Johns played primarily as a point guard for the Antelopes but was also utilised as a shooting guard and in both forward positions by Westphal. He had averaged 12.9 points per game during the 1987–88 regular season before he boosted his average to 30.2 points during a five-game run in the 1988 NAIA men's basketball tournament. Johns scored 41 points in the championship game to defeat the Auburn Montgomery Warhawks 88–86, including the winning basket when he hit a jump shot with two seconds remaining in overtime. Johns was selected as the Chuck Taylor Most Valuable Player for his tournament performance.

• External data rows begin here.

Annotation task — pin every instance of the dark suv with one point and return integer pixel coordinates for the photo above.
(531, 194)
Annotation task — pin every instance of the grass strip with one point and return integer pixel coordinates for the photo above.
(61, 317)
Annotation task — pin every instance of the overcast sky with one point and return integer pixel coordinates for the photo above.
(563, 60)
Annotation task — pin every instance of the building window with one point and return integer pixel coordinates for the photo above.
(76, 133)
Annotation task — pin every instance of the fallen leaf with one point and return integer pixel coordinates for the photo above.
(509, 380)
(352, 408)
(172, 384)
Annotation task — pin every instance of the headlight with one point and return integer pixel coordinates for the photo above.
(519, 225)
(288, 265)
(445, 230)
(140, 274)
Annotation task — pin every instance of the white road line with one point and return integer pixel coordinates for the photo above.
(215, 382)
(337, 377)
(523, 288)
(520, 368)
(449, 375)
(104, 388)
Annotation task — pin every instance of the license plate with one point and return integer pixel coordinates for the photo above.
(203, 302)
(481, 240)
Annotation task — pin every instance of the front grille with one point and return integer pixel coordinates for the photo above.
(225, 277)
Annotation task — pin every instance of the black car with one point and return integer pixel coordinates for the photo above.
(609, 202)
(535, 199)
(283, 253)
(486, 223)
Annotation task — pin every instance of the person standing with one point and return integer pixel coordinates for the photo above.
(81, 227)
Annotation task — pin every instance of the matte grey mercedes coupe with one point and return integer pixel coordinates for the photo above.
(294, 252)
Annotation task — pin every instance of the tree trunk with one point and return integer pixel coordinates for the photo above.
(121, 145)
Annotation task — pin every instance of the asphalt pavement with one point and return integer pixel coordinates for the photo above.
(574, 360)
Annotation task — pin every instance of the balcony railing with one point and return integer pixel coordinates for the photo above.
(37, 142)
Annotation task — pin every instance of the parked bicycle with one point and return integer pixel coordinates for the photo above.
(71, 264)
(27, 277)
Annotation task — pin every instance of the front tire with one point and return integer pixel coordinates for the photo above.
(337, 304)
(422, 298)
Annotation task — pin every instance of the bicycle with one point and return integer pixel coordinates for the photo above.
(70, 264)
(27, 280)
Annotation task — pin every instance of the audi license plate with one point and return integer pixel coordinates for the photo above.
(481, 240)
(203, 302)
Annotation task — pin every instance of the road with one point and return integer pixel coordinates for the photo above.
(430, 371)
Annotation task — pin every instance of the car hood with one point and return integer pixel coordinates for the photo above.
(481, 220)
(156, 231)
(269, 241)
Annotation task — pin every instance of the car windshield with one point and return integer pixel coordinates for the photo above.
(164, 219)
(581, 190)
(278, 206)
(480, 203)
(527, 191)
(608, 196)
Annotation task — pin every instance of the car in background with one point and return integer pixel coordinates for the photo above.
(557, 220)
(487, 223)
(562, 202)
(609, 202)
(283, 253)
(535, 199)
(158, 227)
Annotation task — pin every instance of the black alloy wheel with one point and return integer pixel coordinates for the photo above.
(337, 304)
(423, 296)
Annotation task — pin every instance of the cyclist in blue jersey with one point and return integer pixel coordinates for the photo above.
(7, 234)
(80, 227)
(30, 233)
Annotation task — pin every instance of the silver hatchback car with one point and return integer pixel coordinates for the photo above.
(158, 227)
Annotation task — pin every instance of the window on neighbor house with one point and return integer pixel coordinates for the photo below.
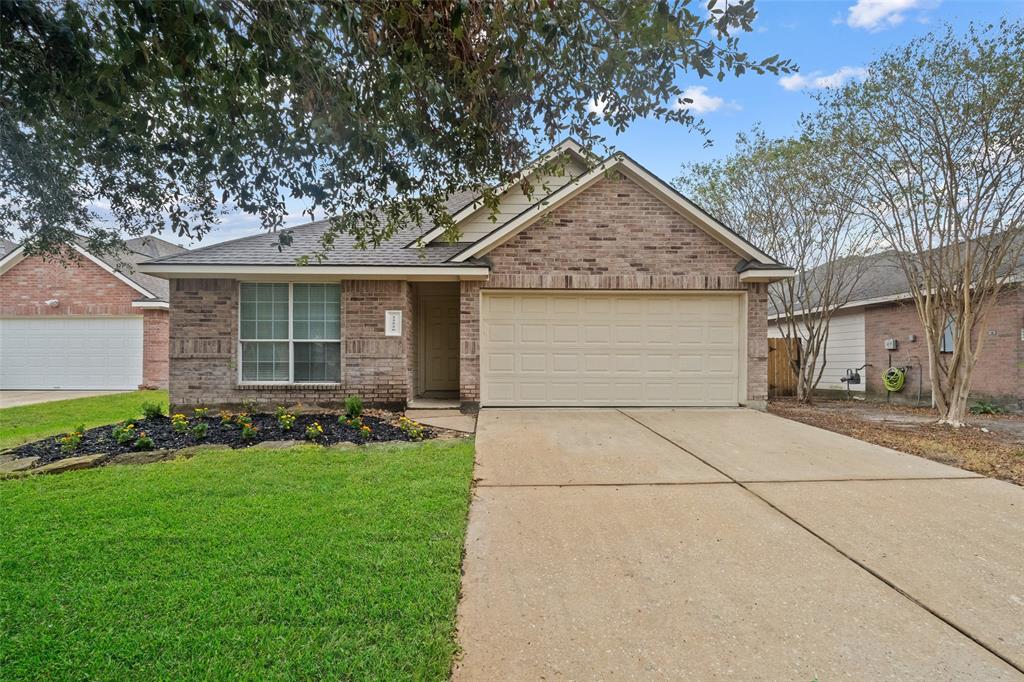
(290, 332)
(946, 342)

Johns graduated with a degree in criminal justice. The 1987–88 Antelopes men's basketball team was inducted into the Grand Canyon Athletics Hall of Fame in 1989.

==Professional career==
Johns was selected in the third round of the 1988 NBA draft by the Phoenix Suns. He signed with the Suns on September 27, 1988, after he performed well during pre-camp workouts and was considered as a strong candidate to make the team. Johns struggled during four preseason games with the Suns where he scored 12 points but committed 15 turnovers. He was waived by the Suns on November 1, 1988.

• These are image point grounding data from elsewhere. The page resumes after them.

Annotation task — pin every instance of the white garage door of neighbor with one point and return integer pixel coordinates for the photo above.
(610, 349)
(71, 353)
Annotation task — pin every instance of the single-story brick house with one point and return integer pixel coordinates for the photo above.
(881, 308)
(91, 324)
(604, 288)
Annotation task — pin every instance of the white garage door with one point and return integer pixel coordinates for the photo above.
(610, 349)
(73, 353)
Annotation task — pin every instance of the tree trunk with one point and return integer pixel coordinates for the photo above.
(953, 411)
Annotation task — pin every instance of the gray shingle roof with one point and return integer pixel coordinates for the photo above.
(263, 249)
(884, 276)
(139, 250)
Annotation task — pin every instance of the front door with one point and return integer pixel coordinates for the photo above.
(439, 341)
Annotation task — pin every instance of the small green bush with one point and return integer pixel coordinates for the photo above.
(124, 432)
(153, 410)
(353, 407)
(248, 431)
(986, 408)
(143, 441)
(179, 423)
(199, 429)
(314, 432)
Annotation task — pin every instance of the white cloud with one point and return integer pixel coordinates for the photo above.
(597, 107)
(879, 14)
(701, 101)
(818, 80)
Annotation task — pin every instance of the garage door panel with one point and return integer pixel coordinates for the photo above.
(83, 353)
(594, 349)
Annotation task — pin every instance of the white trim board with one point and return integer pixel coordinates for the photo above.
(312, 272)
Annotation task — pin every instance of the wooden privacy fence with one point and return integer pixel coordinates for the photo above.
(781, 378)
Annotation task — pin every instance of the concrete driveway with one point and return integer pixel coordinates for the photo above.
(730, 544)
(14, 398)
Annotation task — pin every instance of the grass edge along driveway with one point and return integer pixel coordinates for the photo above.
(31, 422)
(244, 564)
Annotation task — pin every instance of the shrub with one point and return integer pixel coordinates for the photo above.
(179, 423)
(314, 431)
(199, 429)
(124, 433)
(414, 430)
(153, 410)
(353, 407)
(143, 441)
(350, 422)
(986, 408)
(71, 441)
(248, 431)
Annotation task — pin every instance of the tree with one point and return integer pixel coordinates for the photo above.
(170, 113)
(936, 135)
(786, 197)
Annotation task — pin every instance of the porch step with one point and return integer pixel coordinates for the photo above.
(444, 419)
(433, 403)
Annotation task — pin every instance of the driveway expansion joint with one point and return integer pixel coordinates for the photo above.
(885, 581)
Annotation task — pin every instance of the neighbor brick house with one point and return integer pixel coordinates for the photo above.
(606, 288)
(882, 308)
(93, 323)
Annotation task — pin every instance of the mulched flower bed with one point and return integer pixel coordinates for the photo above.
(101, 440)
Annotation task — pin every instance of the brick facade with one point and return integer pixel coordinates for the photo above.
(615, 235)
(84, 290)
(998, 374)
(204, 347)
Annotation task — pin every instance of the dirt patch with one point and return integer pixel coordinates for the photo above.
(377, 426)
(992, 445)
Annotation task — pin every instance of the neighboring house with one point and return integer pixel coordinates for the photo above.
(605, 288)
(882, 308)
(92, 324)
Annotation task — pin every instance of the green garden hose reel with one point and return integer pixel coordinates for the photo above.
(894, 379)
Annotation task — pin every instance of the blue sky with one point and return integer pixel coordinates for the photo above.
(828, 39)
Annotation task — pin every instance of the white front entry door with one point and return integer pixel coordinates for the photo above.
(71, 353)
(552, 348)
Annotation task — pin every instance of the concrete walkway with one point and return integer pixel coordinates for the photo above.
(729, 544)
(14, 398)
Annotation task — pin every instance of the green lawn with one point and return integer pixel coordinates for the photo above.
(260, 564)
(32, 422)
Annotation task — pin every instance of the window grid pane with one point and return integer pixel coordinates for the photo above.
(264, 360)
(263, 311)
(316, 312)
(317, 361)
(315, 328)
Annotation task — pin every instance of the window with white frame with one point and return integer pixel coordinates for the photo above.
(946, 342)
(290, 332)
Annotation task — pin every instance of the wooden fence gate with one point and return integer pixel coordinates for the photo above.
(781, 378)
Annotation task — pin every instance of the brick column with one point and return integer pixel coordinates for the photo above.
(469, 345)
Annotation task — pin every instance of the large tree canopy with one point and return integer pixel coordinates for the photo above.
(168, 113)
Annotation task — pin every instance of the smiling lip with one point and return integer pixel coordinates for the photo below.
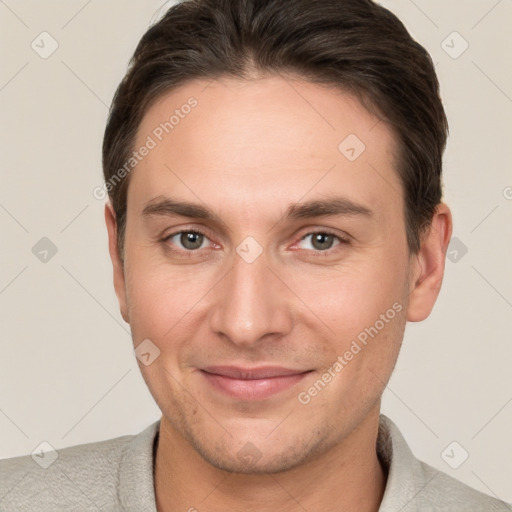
(252, 383)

The Suns sent Johns to New Zealand, where he played for Altos Auckland during the 1989 season. He also played in semiprofessional leagues.

==Post-playing career==
Johns returned to the Grand Canyon Antelopes as an assistant coach in 1990. Johns served in the position until 1993, when he chose to leave on his own accord. He worked as a substitute teacher in the Phoenix Union High School District. Johns had aspirations of becoming a coach but was unable to find a position.

Johns stayed in contact with Westphal who tried to help him secure a permanent job. Westphal arranged a position for Johns as a security guard at America West Arena but Johns did not show up. Westphal reflected: "The last period of his life, he was not acting like himself. We were concerned." In the week before his death, Johns visited his high school basketball coach to enquire about a job as a security guard and claimed that he would get his position at Grand Canyon back.

==Personal life==
Johns had five children with multiple women. His mother claimed that he was able to take responsibility of his children but financial problems would get him down. Johns did not openly share his feelings to others with the exception of his sister, Deborah Peters, with whom he was close. He lived between his mother's house and with a girlfriend.

==Death==
On December 5, 1995, Johns left the house of his mother and drove away in his 1987 Cadillac with Peters as a passenger. Near the housing project where he was raised, police claimed that Johns ran a stop sign and drove into a concrete retaining wall at over 80 mph. Johns and Peters were both killed on impact. The reason for Johns killing himself was not known by his family.

Johns' son, Tamarcus, was a high school basketball prospect who experienced legal troubles and academic difficulties while dealing with the suicide of his father.